Consider, for a moment, this compelling image: A charismatic leader sweeps into a troubled organization and, in the nick of time, saves it from certain demise. Larger than life, this heroic CEO has a seemingly magical ability to inspire and motivate the rank and file and to make needed change happen.
Many of us like to think that such creatures exist. Indeed, some researchers argue that a talented CEO exerts the most powerful impact on an organization's fate. But others maintain that social structure —that intricate web of relationships among a company's employees, systems and processes — is most important in determining whether the organization will succeed or fail.
An April 2001 working paper, “When Does Leadership Matter? The Contingent Opportunities View of CEO Leadership,” shifts the debate away from this either-or approach. Rather than asking whether individual agency or social structure matters more, the researchers reframe the debate itself. They ask: Under what circumstances will a CEO have a major impact on his or her organization?
To answer that question, authors Noam Wasserman, Nitin Nohria and Bharat Anand of Harvard Business School offer two critical dimensions that influence the magnitude of a CEO's impact on a company.
Resource Availability. This dimension derives from two conditions: an organization's level of debt (higher debt means less cash available to direct toward investments or acquisitions) and level of slack (that is, the number of extra people or amount of assets that the CEO can easily redeploy to take advantage of an opportunity).
Scarcity of Opportunities. This dimension stems from a confluence of three industry characteristics: exchange-constraint, or the degree of dependency between two industries when they buy or sell major portions of their output to each other; concentration, or number of players in a particular industry; and growth.

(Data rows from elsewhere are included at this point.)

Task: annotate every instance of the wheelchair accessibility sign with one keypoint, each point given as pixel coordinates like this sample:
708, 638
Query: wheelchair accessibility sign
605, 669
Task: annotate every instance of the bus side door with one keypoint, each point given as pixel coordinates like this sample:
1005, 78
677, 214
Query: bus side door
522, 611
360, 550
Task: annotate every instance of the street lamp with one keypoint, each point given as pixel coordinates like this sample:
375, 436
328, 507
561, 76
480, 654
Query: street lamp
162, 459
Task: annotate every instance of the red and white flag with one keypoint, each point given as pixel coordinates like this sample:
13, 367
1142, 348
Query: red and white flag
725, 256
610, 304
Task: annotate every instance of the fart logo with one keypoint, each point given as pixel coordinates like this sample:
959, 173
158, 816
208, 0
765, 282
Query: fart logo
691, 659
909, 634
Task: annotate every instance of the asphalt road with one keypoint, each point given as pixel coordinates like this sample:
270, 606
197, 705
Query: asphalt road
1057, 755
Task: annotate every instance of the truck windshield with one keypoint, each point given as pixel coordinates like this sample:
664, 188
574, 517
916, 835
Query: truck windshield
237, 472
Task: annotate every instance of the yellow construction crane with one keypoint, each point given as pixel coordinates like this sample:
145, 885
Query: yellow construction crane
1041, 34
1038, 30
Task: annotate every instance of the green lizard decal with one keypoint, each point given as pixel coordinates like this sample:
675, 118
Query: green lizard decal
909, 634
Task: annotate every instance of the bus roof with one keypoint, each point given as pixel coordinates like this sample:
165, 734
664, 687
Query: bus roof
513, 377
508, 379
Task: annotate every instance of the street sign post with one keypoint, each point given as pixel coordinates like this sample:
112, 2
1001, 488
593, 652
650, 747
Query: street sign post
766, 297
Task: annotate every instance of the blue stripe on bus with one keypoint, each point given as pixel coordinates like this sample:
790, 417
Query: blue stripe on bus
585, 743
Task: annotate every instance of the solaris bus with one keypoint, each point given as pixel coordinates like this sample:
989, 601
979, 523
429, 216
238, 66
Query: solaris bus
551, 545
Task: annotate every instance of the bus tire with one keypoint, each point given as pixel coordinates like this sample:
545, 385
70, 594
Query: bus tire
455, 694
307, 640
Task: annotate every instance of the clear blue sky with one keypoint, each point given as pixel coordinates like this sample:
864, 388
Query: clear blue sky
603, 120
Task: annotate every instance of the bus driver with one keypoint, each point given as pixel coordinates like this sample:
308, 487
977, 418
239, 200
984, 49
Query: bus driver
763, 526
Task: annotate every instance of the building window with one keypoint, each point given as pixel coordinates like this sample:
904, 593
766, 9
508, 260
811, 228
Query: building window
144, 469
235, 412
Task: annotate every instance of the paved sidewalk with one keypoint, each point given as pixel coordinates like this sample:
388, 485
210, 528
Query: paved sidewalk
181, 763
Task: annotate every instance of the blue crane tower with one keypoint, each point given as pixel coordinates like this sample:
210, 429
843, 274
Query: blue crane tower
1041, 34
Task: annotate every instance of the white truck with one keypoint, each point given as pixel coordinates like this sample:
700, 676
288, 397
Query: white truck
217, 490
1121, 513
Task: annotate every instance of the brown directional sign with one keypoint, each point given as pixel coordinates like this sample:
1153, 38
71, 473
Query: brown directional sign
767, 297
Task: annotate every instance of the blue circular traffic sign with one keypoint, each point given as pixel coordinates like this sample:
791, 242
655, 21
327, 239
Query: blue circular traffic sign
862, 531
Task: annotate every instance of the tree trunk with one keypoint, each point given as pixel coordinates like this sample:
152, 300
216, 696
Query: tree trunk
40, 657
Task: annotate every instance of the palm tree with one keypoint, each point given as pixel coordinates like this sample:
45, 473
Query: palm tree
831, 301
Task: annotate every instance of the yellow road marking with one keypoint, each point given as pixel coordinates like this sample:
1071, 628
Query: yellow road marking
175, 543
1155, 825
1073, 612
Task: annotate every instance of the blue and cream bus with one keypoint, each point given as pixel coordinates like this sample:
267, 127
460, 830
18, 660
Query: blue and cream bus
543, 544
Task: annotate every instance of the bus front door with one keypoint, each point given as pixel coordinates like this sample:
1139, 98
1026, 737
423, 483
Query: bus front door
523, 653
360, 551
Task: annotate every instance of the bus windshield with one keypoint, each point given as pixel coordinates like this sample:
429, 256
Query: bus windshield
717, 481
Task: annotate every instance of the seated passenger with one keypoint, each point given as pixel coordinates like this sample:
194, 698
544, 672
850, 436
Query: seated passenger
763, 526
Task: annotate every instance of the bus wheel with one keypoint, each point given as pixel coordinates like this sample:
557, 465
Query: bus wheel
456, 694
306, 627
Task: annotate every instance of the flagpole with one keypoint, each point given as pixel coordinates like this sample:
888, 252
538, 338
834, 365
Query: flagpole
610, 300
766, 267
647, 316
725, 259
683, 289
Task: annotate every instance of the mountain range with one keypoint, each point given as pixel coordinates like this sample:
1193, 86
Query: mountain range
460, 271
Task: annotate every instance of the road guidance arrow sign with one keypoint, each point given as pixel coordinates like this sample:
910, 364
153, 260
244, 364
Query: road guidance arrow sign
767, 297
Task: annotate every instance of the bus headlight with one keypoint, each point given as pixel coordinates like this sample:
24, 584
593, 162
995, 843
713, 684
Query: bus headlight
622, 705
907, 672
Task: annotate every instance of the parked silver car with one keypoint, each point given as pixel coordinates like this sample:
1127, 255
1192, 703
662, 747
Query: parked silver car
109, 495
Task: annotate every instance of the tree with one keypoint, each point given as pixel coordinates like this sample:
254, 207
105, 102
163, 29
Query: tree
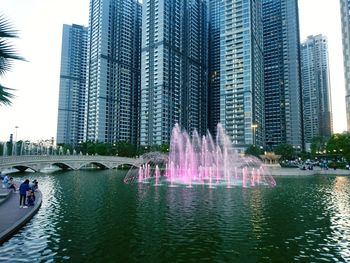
286, 151
339, 145
7, 55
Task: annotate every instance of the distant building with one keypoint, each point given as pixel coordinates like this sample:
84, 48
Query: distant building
242, 73
113, 84
70, 129
345, 19
283, 99
317, 108
174, 68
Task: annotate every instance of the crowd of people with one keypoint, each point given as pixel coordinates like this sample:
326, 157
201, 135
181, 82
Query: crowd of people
26, 190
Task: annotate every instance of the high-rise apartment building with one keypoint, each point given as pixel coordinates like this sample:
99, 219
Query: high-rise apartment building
112, 97
316, 88
242, 73
70, 123
345, 20
174, 68
283, 100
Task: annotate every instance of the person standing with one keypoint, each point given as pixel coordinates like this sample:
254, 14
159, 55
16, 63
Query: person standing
24, 187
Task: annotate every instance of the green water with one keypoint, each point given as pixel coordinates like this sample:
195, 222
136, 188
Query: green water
92, 216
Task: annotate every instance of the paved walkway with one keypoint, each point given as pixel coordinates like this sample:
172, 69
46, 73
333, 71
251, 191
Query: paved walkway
12, 217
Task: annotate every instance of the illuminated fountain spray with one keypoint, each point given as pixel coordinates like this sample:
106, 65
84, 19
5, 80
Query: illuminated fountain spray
193, 160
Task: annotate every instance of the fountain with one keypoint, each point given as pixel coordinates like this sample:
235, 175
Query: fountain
200, 161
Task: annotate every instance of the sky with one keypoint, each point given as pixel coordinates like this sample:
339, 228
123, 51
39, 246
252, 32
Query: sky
39, 22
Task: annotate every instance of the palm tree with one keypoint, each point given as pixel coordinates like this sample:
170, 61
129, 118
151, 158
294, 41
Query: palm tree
7, 55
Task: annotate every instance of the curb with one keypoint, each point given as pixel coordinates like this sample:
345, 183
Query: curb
16, 226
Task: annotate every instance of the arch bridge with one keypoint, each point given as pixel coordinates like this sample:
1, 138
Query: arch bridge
37, 163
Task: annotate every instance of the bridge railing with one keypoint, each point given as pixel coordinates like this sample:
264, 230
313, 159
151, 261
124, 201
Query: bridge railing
57, 158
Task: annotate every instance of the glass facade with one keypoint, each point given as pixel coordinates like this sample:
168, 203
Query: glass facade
316, 88
345, 19
283, 102
113, 84
215, 43
174, 68
242, 75
70, 129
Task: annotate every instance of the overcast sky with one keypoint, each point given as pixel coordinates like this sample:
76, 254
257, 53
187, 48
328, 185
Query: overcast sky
39, 22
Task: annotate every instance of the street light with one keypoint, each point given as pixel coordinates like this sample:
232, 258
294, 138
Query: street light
16, 127
254, 126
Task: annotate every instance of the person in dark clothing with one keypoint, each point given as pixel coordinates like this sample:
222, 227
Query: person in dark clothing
24, 187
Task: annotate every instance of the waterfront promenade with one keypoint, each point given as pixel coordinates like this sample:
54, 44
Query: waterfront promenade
281, 171
12, 217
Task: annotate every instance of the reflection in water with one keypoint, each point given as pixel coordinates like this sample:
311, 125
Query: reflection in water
90, 216
339, 208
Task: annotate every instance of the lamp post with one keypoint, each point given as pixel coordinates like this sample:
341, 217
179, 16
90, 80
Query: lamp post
254, 126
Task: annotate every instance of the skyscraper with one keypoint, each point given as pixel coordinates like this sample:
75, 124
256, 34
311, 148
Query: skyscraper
242, 72
216, 8
174, 68
345, 20
70, 129
112, 97
316, 88
283, 101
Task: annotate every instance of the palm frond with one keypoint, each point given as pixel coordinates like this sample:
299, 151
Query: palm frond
6, 95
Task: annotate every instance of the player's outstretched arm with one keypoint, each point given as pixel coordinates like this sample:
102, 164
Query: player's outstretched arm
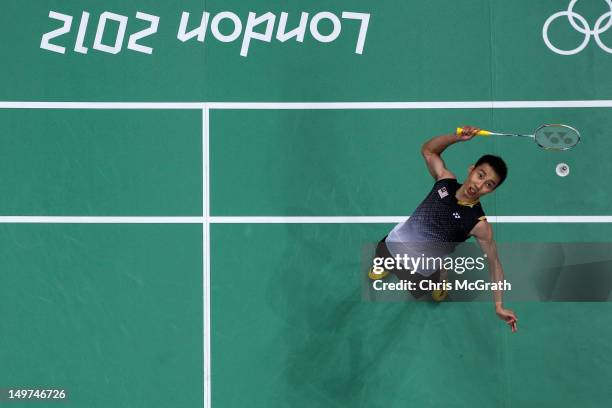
483, 232
433, 148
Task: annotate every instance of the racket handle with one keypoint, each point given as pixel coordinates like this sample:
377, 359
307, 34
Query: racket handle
480, 133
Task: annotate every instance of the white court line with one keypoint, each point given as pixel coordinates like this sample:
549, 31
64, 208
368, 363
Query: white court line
309, 105
28, 219
501, 219
206, 256
101, 105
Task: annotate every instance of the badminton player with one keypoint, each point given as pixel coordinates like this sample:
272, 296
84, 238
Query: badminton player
451, 213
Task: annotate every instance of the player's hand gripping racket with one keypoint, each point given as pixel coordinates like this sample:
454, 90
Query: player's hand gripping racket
550, 137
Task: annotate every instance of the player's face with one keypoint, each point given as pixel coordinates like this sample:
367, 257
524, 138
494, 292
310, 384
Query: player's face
481, 180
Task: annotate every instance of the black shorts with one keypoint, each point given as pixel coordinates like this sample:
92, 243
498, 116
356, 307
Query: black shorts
383, 252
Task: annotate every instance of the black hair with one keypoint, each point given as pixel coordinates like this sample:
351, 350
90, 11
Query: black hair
498, 165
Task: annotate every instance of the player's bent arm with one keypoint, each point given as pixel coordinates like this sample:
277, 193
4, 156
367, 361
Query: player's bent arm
483, 232
433, 148
432, 153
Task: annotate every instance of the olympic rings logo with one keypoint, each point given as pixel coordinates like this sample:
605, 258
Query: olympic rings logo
582, 28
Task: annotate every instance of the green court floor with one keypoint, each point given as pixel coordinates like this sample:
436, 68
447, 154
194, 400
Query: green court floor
114, 312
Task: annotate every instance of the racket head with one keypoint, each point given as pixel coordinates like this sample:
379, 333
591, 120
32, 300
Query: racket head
556, 137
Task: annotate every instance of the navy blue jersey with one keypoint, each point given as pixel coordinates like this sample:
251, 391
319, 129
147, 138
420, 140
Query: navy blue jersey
439, 218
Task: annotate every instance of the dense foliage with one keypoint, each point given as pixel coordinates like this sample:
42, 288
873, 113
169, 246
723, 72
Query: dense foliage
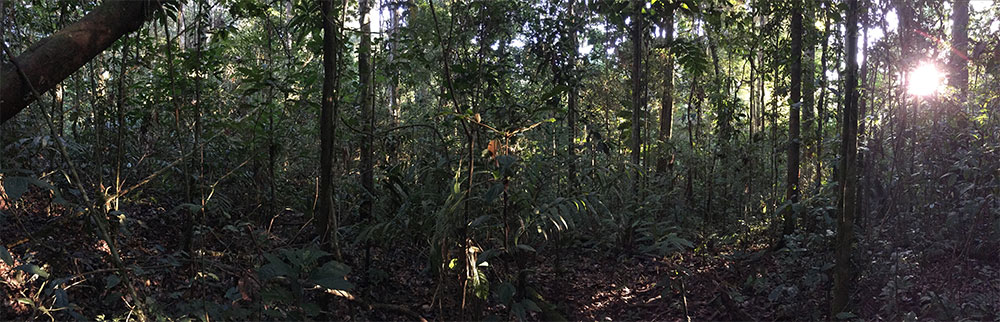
508, 159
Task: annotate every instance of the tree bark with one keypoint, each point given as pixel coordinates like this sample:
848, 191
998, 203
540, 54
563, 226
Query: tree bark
960, 47
795, 103
636, 35
573, 96
51, 60
849, 149
367, 117
326, 219
667, 94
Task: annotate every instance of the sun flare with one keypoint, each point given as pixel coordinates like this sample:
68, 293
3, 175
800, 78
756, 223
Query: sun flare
926, 80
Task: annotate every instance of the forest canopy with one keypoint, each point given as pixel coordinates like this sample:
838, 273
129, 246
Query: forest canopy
499, 159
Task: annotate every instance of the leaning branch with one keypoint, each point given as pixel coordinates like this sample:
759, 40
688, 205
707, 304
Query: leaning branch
51, 60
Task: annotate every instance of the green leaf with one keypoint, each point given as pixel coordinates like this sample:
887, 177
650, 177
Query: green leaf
334, 283
33, 269
530, 305
15, 187
111, 281
5, 256
845, 315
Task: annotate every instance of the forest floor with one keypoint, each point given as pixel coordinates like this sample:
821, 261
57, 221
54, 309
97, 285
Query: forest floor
708, 283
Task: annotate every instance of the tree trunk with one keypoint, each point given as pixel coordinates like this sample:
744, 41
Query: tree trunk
636, 35
573, 96
795, 103
960, 47
821, 107
50, 60
326, 219
667, 94
367, 115
848, 150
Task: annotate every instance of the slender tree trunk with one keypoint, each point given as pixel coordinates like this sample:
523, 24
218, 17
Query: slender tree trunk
808, 89
667, 94
821, 107
637, 53
573, 96
849, 148
367, 118
326, 219
795, 103
960, 47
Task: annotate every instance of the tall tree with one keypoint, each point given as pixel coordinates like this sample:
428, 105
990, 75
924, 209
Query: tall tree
637, 88
848, 182
573, 93
49, 61
960, 47
367, 114
326, 219
667, 90
794, 105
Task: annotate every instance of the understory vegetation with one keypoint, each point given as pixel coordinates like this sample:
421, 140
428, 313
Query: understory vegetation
500, 160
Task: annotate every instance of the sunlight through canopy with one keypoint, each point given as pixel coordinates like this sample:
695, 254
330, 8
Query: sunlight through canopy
925, 80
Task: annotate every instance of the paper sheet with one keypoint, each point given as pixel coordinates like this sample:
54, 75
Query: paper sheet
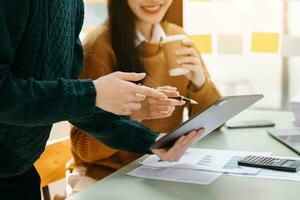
272, 174
207, 159
175, 175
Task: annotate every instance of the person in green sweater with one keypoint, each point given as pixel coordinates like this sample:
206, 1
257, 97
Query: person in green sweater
41, 58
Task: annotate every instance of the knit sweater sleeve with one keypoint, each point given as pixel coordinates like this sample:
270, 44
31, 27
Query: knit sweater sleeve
111, 130
117, 132
30, 102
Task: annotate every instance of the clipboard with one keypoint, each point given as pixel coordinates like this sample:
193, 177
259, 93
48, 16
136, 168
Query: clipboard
209, 119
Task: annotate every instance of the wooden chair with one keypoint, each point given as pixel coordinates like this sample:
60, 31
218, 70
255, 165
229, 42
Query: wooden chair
52, 163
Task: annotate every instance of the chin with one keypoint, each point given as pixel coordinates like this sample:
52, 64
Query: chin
153, 20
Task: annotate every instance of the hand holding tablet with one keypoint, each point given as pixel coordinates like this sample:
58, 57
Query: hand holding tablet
174, 153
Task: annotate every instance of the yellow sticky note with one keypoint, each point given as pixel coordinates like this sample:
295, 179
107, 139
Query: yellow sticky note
203, 43
265, 42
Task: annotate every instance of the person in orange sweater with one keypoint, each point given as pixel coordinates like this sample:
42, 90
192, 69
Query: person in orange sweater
130, 41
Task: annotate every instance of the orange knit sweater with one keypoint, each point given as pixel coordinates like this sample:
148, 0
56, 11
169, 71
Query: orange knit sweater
101, 160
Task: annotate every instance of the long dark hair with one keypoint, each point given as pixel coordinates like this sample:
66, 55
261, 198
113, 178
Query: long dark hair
122, 29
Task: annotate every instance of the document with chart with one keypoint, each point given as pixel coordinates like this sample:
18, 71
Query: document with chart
209, 160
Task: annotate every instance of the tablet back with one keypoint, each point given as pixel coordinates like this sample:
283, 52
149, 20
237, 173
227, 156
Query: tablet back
210, 119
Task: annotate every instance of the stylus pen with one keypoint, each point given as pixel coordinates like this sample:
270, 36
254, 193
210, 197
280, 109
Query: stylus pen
187, 100
180, 98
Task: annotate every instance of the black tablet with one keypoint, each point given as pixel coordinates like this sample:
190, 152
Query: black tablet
210, 119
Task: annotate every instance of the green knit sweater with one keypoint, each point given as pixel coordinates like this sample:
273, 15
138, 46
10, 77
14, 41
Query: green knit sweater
40, 61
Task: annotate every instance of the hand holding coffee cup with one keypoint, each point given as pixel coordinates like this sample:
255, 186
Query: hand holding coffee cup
183, 59
170, 45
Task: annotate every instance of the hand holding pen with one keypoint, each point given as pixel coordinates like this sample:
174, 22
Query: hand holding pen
179, 97
154, 108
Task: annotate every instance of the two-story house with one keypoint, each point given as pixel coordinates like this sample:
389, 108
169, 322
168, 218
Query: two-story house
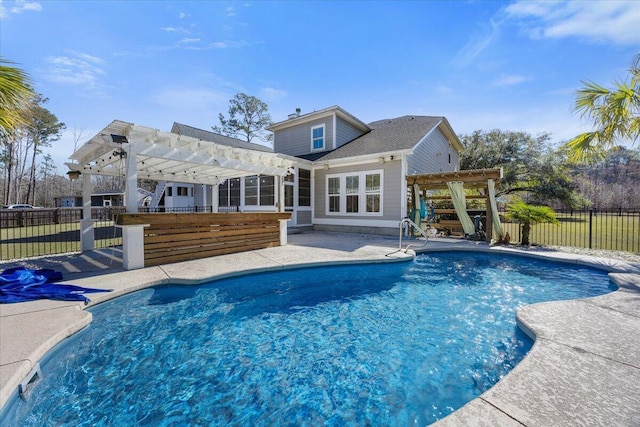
349, 176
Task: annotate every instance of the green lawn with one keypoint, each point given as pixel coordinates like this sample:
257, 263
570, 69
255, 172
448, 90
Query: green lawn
608, 232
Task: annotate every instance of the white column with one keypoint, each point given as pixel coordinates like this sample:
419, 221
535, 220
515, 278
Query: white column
280, 201
133, 246
203, 190
87, 236
283, 232
131, 182
215, 200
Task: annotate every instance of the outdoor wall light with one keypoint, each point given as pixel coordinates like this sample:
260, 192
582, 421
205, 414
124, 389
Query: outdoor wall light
73, 175
119, 139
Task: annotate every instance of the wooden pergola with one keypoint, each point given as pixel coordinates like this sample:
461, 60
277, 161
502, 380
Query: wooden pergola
473, 179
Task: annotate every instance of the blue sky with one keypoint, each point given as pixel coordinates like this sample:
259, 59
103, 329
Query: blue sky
482, 64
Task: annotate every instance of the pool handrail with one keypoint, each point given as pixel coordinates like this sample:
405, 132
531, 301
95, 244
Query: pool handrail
416, 227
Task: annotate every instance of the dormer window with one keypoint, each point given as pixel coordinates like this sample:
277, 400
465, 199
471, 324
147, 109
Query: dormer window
317, 138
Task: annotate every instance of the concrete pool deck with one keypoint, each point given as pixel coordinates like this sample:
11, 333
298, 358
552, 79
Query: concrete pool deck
584, 368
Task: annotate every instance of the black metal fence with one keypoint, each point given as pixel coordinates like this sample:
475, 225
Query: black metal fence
28, 233
617, 230
37, 232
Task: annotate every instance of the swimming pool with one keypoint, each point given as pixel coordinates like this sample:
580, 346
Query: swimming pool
380, 344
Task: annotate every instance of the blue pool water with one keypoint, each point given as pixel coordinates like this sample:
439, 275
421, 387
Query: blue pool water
374, 344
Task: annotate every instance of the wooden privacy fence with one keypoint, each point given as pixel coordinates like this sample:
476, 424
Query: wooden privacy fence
174, 237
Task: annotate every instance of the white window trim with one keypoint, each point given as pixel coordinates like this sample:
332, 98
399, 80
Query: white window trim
324, 137
362, 193
259, 189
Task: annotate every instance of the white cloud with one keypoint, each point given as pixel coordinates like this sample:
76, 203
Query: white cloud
19, 7
444, 90
478, 42
615, 22
190, 40
186, 98
509, 80
26, 6
272, 94
77, 69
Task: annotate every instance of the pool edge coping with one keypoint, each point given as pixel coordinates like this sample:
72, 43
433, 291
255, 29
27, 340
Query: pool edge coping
619, 271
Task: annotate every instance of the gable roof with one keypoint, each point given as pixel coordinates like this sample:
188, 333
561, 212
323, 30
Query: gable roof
204, 135
338, 111
399, 134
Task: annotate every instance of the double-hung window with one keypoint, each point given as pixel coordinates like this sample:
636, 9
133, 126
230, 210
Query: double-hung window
355, 193
372, 192
333, 190
317, 138
259, 190
352, 192
304, 187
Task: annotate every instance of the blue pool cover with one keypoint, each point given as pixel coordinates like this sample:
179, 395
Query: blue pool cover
22, 284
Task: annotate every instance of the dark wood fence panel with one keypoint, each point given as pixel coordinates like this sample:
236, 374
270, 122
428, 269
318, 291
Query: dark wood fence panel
174, 237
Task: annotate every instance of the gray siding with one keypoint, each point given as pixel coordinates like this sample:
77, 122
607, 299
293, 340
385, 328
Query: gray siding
432, 155
296, 140
346, 132
392, 191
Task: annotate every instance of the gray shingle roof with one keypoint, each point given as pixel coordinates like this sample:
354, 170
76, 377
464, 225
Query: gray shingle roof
401, 133
186, 130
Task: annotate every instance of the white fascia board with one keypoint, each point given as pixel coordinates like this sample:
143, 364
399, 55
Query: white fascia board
360, 222
326, 112
359, 160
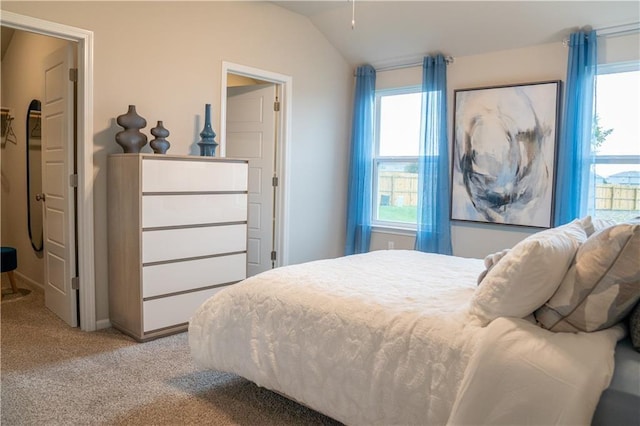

Specifically, high exchange-constraint and concentration in an industry reduce the number of opportunities available, whereas high growth increases the number of opportunities.
Not surprisingly, the study suggests that CEOs at the helms of companies with low debt levels and high slack levels — thus high resource availability — will exert a more powerful impact on their organizations.
But the study reveals something much more counterintuitive regarding scarcity of opportunities. As the authors point out, most might assume that the more opportunities a CEO encounters, the more impact he or she will exert on the organization — regardless of industry.